If disease goes untreated… – Although Europe has shown a tendency to kick the can down the road with their treatment of the debt crisis, without a comprehensive solution Italian and Spanish yields will continue their upward rise in the long-run. It is possible that drastic labor reforms could occur or some other macro-factor could rejuvenate the economy and take pressure off of increasing yields, but these effects are unlikely to be long-lasting. If Italy and Spain cannot attract enough investors to purchase their bonds then they could default and all hell will break loose. This Armageddon situation would be the end of confidence in the Euro currency. Each country would probably have to revert back to their old currencies and that would mean the end of the Euro. Widespread bank failures would be probable and the credit markets would freeze up – creating a situation where it would be very hard to receive loans from anyone besides the Italian mob, your local “small business support team.” Healthy credit markets are very important for a growing economy.
Should Germany, France, and the rest of the EU support the PIIGS? For and Against – Critics of rescuing the PIIGS are afraid of “Moral Hazard”. More simply, this means they believe that these countries have behaved irresponsibly and will not learn a lesson for the future if they get bailed out today. It would send a bad message to other EU countries struggling to balance their budgets.

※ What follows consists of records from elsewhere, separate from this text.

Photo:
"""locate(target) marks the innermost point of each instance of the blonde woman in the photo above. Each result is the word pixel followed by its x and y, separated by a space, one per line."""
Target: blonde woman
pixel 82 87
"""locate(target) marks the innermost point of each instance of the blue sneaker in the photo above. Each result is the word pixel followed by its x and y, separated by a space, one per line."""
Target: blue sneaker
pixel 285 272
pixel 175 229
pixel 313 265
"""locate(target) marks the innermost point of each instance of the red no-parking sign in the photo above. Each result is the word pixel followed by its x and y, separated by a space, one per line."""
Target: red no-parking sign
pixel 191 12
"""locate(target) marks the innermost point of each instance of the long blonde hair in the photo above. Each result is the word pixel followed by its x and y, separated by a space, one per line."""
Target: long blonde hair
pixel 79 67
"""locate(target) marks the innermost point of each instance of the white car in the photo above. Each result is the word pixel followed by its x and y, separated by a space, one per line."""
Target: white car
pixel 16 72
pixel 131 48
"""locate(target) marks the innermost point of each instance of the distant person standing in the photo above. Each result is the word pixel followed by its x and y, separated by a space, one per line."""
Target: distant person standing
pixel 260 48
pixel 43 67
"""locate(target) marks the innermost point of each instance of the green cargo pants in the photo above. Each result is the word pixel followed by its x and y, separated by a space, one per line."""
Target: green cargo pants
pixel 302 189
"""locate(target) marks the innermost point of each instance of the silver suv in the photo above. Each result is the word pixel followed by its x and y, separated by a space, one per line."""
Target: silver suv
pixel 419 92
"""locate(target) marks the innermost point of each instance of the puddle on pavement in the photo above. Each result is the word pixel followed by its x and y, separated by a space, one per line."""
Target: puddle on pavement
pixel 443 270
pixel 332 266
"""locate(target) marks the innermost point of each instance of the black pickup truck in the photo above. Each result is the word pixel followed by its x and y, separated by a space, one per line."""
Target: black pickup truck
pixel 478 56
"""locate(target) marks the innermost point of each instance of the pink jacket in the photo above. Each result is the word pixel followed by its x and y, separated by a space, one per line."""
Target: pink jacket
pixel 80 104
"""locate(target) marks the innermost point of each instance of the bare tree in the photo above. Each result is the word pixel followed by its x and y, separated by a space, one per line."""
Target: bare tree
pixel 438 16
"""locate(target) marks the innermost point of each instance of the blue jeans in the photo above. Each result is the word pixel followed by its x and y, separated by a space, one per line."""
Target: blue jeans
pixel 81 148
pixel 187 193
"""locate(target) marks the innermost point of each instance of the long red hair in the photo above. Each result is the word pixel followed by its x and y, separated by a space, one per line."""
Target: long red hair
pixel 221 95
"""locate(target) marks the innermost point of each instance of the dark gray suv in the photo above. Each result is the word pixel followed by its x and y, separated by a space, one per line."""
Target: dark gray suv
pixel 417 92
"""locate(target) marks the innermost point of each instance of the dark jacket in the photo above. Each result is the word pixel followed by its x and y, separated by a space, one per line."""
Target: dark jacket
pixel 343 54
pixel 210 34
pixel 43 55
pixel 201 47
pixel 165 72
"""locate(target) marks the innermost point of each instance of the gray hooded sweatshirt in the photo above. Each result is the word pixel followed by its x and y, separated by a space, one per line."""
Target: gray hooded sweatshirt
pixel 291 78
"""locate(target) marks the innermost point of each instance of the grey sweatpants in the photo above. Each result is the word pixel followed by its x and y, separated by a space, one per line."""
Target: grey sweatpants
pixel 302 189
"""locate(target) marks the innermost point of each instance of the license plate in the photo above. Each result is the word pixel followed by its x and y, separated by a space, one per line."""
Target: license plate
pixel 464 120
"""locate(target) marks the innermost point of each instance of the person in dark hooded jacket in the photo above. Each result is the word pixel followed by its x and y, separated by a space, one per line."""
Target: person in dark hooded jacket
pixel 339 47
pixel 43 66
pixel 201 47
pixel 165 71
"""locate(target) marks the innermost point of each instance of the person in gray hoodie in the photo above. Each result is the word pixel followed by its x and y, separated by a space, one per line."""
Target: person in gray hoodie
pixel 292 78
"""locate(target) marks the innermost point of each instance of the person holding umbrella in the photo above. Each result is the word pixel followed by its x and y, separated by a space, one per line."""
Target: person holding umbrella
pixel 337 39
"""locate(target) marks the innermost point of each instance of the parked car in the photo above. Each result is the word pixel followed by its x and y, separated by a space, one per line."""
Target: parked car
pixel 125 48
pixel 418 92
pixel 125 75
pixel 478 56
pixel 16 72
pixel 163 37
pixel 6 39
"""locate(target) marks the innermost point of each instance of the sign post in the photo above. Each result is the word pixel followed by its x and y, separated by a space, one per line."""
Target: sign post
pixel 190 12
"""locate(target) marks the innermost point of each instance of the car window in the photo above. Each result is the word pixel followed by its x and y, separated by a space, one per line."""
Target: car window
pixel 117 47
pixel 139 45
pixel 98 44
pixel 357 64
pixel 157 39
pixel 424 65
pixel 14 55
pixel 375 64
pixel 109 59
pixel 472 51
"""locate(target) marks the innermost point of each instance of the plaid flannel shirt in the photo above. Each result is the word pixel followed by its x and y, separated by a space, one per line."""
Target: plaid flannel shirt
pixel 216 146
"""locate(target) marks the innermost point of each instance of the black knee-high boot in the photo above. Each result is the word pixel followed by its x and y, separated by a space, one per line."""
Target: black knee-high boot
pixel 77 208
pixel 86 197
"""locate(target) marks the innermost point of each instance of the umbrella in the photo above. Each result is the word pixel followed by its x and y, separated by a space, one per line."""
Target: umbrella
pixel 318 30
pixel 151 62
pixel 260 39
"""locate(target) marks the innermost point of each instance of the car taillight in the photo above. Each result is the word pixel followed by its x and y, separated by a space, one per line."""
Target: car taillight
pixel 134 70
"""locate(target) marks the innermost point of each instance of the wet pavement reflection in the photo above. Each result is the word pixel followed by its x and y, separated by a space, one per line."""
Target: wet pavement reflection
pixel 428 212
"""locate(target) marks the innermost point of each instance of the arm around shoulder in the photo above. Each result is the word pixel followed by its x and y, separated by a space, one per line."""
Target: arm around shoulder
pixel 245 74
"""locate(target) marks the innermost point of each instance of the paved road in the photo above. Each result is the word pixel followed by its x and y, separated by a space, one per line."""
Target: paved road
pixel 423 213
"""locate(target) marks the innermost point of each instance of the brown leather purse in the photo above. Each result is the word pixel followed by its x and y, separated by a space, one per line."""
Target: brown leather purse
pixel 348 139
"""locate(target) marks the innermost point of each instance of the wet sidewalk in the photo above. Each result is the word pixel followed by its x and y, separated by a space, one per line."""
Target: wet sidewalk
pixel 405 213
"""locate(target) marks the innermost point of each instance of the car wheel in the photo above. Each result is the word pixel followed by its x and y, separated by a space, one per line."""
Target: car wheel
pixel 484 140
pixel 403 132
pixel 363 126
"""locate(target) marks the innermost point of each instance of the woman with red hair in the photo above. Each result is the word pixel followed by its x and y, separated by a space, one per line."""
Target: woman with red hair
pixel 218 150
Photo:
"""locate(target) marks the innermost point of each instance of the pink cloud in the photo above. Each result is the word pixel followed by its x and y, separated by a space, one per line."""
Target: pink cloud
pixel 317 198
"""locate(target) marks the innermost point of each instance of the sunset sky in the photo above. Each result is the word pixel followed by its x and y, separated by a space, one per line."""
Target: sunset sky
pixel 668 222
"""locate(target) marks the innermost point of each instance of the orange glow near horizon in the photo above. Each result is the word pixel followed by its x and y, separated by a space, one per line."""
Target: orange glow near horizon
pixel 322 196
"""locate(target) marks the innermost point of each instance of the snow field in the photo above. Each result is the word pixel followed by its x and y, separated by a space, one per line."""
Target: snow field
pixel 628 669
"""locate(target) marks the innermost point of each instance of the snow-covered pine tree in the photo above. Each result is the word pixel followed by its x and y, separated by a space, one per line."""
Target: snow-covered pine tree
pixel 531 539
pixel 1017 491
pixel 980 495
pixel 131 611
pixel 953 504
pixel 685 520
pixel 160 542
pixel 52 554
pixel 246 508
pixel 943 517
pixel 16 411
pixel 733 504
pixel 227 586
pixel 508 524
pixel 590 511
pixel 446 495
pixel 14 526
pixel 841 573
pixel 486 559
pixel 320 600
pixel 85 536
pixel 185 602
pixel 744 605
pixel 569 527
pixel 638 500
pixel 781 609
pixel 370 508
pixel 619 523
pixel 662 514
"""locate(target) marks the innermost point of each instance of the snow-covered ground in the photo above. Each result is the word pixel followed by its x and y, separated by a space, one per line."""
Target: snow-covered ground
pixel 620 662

Others think that disciplined governments like Germany and France who have not over-spent should not risk their “hard earned” fortunes and good credit for the recklessness of the PIIGS nations.
Supporters of a bailout understand the concerns listed above, but are terrified of the dire consequences of allowing Italy and Spain to fail. Additionally, all Euro countries benefit from the convenience of having a common currency that supports international trade and nobody wants that to go away.
Prognosis – Everyone is hoping that some sort of compromise is reached where Italy and Spain can get the pledges they need, but with strings attached like new rules limiting how much money governments can spend with enforceable consequences for rule breakers. The fiscal union created at the EU Summit on December 9th holds all countries accountable for their fiscal policies and sets the stage for the financial pledge from the rest of the euro zone. Such a pledge is crucial to guarantee investors that the EU would not allow Spain and Italy to fail. Until this happens, investors will remain jittery, yields on Italian and Spanish bonds will continue to rise, and the global financial markets will watch to see whether the EU leaders can save the Euro before it’s too late. The fever is only getting worse.